M500/M5x0 QUEUED-TRIM data corruption alert (mostly for Linux users)

hmh
Binary Boss

M500/M5x0 QUEUED-TRIM data corruption alert (mostly for Linux users)

[ Edited ]

The M550 (all released firmware), and the M500 (up to MU04 all released firmware) can cause data corruption when QUEUED TRIM is used.

 

Since Crucial is not urging everyone to update to MU05 and are taking their time with the M550 update, I assume that Windows does not issue QUEUED TRIM by default, and therefore does not trigger the issue (yet).

 

I have no idea about Intel RST enhanced windows drivers, MacOS or FreeBSD. Chances are they cannot trigger the bug, but you might want to check with the vendors.

 

EDIT: The M500 MU05 firmware still has the QUEUED TRIM data-killer bug, there are no safe firmware versions.

EDIT: This is a problem on several outdated versions of the Linux kernel, for the 3.12, 3.13, 3.14 and 3.17 branches. Linux releases older than 3.12 will NOT trigger the bug. Recent releases of the 3.12, 3.13, 3.14 and 3.17 branches have a blacklist in place and will NOT trigger the bug. The 3.15 and 3.16 kernels also have the blacklist, and won't trigger the firmware bug.

 

Dangerous for use in kernels:

  • 3.12 (before 3.12.29);
  • 3.13 (before 3.13.7);
  • 3.14 (before 3.14.20);
  • 3.17 (before 3.17.1) - regression in the blacklist, fixed in 3.17.1.

 

Safe kernels:

  • anything before 3.12;
  • 3.12.29 and later;
  • 3.13.7 and later;
  • 3.14.20 and later;
  • 3.15 (all);
  • 3.16 (all);
  • 3.17.1 and later.

Bug workaround for any kernel version (tanks performance down to a crawl on most workloads): disable NCQ in the kernel command line, by adding the libata.force=noncq parameter in the bootloader.

 

The "uname -r" command will tell you the Linux kernel release you're running on.

74 Replies
Tracer Lite

Re: M500/M5x0 QUEUED-TRIM data corruption alert (mostly for Linux users)

[ Edited ]

Thanks for mentioning this. This was raised in another thread, but perhaps ignored because most people are using windows and some people have seen a drop in 4K perfomance with MU05.

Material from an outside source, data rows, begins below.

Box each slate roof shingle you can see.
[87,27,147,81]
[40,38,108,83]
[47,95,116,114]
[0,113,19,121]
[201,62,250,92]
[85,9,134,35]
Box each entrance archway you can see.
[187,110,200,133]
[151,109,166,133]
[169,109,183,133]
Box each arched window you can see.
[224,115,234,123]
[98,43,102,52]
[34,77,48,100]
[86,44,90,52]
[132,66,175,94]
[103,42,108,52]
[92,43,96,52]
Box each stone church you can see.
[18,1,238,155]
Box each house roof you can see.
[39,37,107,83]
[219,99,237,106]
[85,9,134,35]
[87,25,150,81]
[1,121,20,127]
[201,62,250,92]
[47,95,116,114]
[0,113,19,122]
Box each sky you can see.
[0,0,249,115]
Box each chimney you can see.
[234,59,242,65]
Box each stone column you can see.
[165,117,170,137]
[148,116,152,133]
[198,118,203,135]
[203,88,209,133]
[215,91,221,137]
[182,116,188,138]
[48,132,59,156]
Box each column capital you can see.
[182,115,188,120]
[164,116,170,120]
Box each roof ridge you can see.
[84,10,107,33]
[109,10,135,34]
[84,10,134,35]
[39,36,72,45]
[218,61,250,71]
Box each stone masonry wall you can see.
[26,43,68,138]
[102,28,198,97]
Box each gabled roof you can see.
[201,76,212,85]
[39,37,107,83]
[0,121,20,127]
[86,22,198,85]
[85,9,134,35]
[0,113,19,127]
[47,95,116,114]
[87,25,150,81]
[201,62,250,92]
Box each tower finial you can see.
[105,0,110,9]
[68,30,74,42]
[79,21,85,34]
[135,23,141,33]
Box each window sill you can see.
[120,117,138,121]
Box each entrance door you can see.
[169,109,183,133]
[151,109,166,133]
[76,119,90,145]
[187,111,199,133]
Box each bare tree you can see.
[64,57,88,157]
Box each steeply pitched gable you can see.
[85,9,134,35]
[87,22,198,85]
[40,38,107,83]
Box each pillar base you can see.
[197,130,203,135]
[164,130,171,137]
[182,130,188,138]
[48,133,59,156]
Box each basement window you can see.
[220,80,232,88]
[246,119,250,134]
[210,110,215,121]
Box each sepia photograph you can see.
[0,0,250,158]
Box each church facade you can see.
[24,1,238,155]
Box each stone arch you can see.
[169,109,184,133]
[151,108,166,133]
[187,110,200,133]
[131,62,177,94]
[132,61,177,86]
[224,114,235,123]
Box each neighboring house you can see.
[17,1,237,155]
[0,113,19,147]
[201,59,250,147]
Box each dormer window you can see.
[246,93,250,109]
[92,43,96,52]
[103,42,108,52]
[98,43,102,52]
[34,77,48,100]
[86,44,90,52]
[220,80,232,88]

http://forum.crucial.com/t5/Solid-State-Drives-SSD/The-newest-response-from-Crucial-about-the-4K-per...

 

The specific references were:

http://comments.gmane.org/gmane.linux.ide/56084

http://www.spinics.net/lists/linux-ide/msg48361.html

 

JEDEC Jedi

Re: M500/M5x0 QUEUED-TRIM data corruption alert (mostly for Linux users)


hmh wrote:

I had a much larger post where I tracked the relevant kernel releases where the M500 and M550 were blacklisted for QUEUED TRIM, etc. The forum ate it before I could post, and I won't hunt down that information again.

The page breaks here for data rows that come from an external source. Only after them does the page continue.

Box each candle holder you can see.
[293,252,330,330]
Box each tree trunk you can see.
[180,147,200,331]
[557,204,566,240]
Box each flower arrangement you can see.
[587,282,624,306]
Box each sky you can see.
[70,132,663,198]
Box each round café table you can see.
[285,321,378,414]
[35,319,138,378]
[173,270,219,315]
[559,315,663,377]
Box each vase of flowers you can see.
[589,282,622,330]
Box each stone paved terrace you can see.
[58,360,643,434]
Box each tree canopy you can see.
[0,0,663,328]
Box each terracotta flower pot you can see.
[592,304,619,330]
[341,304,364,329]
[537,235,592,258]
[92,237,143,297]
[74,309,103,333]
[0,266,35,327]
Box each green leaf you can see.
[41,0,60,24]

Thanks for the information anyway Smiley Happy As for the disappearing long posts, emails - my personal remedy for that is "Ctrl+C Ctrl+V strategy" Smiley Wink

______________________________________

FAQs and Top Forum Solutions
Did a user help you? Say thanks by giving Kudos!
How do I know what memory to buy?
Still need help? Contact Crucial Customer Service
Remember to regularly backup your important data!

Bit Baby

Re: M500/M5x0 QUEUED-TRIM data corruption alert (mostly for Linux users)

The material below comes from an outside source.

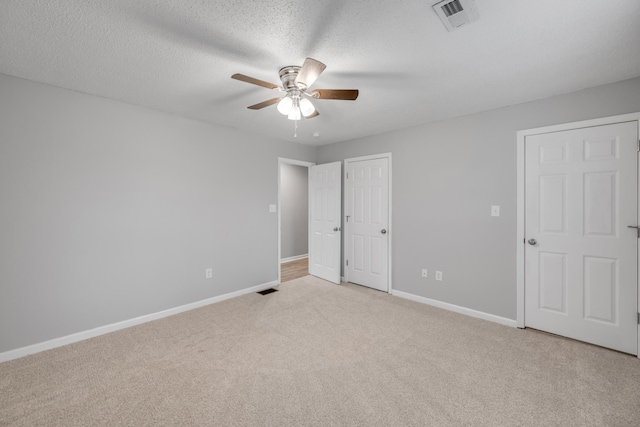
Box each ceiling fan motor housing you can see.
[280,65,306,92]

I have Crucial_CT480M500SSD1 (M500, 2.5, 480 GB) with firmware MU05 and that problem still persist.

 

Recent kernels (3.14.[45]) have firmware exclusion for QUEUED-TRIM workaround and it can get you REAL TROUBLE after deleting large files. BROKEN PARTITION TABLE included.

 

 

hmh
Binary Boss

Re: M500/M5x0 QUEUED-TRIM data corruption alert (mostly for Linux users)

[ Edited ]

xarafaxz, Have you contacted Crucial technical support directly about it? Do you have a sequence of commands that reproduce the issue?

 

EDIT: the regression is already reported upstream on the Linux kernel, and an Oracle employee is going to report it directly to Micron. https://bugzilla.kernel.org/show_bug.cgi?id=71371

 

How to know you hit the bug: The SSD will **bleep** over itself, corrupt data, and return something like this in the kernel log:

 

ata4.00: failed command: READ FPDMA QUEUED
ata4.00: cmd 60/08:d0:88:da:9f/00:00:09:00:00/40 tag 26 ncq 4096 in
             res 40/00:e4:00:00:00/00:00:00:00:00/a0 Emask 0x1 (device error)
ata4.00: status: { DRDY }
Tracer Lite

Re: M500/M5x0 QUEUED-TRIM data corruption alert (mostly for Linux users)

[ Edited ]

Hi, can you post all steps needed to reproduce this bug, so that we can confirm that it affects MU05.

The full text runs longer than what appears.